Left to right: Auctioneers Ben Yoder, Steve Howell, Josh Puffenbarger, H.L. Wenger and Mark Craig competed at the 35th annual Virginia State Champion Auctioneer Contest in early August. (Photo by courtesy photo)
“One dollar, now two. Two dollars, would you give me three?”
Five area auctioneers took center stage at the 35th Annual Virginia State Champion Auctioneer Contest. The Virginia Auctioneers Association sponsored the event Aug. 4, in Powhatan, Va.
Josh Puffenbarger, of Mount Solon, Mark Craig, of Bridgewater, H.L.Wenger, of Harrisonburg, and Ben Yoder and Steve Howell, both of Stuarts Draft, competed against 10 other auctioneers from across the state. Yoder, Puffenbarger and Wenger took fourth, fifth and sixth place, respectively. Brian Damewood, from Leesburg, was named this year’s champion.
“There’s nothing more aggravating and nerve wracking than to be judged by your peers,” Puffenbarger said. “It makes you pretty nervous. All auctioneers’ nerves play a big part in getting up there.”
The contestants faced a five-judge panel of prominent auctioneers that included past state champions, one national competition winner and two out-of-state judges.
The bid-callers were graded on chant, rhythm, presence and auction ability. For the first round, they sold “everything….good stuff” at a live auction, Puffenbarger said.
Six advanced to the next round. In addition to being questioned on their knowledge of the auction industry, the finalists auctioned more items including “fabulous coins and sports memorabilia,” Puffenbarger said. “I sold a tool set and a Mickey Mantle autograph, which you can’t get anymore.”
“This year’s contest was one of the strongest ever,” said VAA president Shield Jones in a press release. “The judges, who did an outstanding job, had one of the greatest challenges of the night.”
The ironic part of the competition for Puffenbarger was competing against his former employer, Mark Craig, of Mark Craig Auctions and his current employer Ben Yoder, owner of Enlisted Auctions. Yoder jokingly told Puffenbarger if he won, he couldn’t be on his crew anymore.

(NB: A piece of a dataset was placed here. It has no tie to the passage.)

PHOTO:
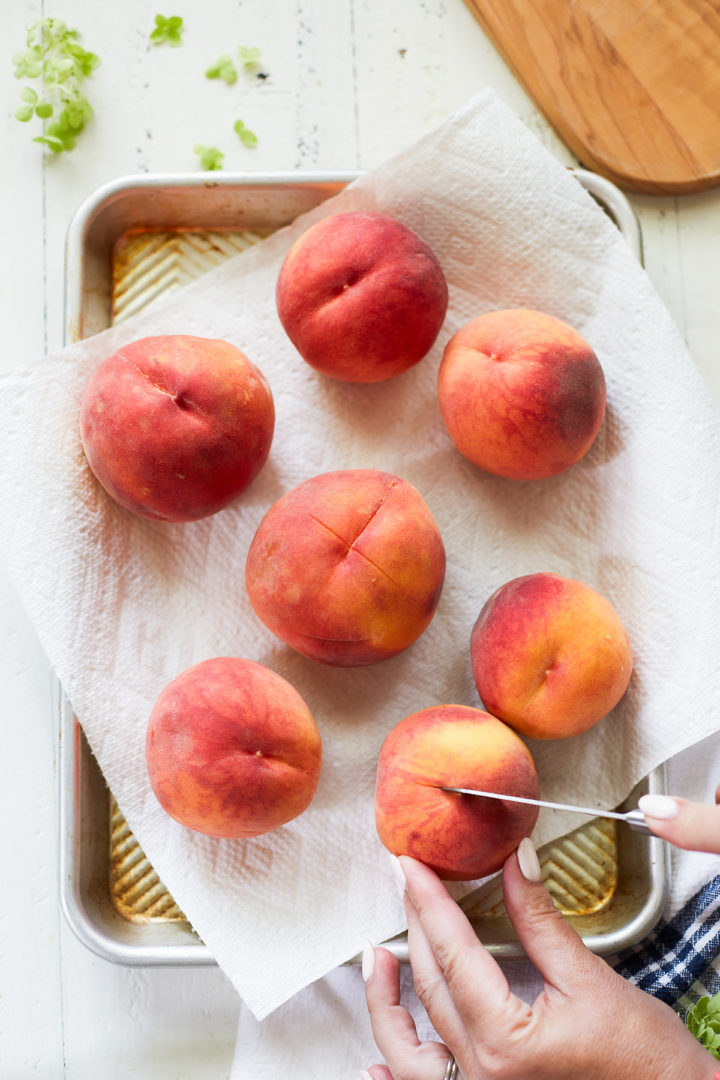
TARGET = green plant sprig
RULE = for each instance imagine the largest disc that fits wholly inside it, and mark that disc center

Puffenbarger, who’s been an auctioneer for less than two years, got into the business on a whim.
“I actually never even thought about it. It all got started by a friend of mine,” he said.
Puffenbarger traveled with his buddy to St. Louis, Mo. for an 80-hour auctioneering class, which is a prerequisite to the Commonwealth’s state-regulated test.
“A room of rookies” practiced chanting constantly for the 10-day course.
“We practiced on the way up and down the road, in the room, on lunch break,” he said. “….These idiots talking to themselves.”
This was Puffenbarger’s second year competing in the annual VAA event. Last year, he didn’t make the top six and doesn’t know where he ranked.
“I’d like to think I was No. 7. That’s what I tell everybody—that I tied for No. 7,” Puffenbarger quipped. “My goal this year was to make the top six and I succeeded my goal. So next year, we’ll set the goal higher and try again.”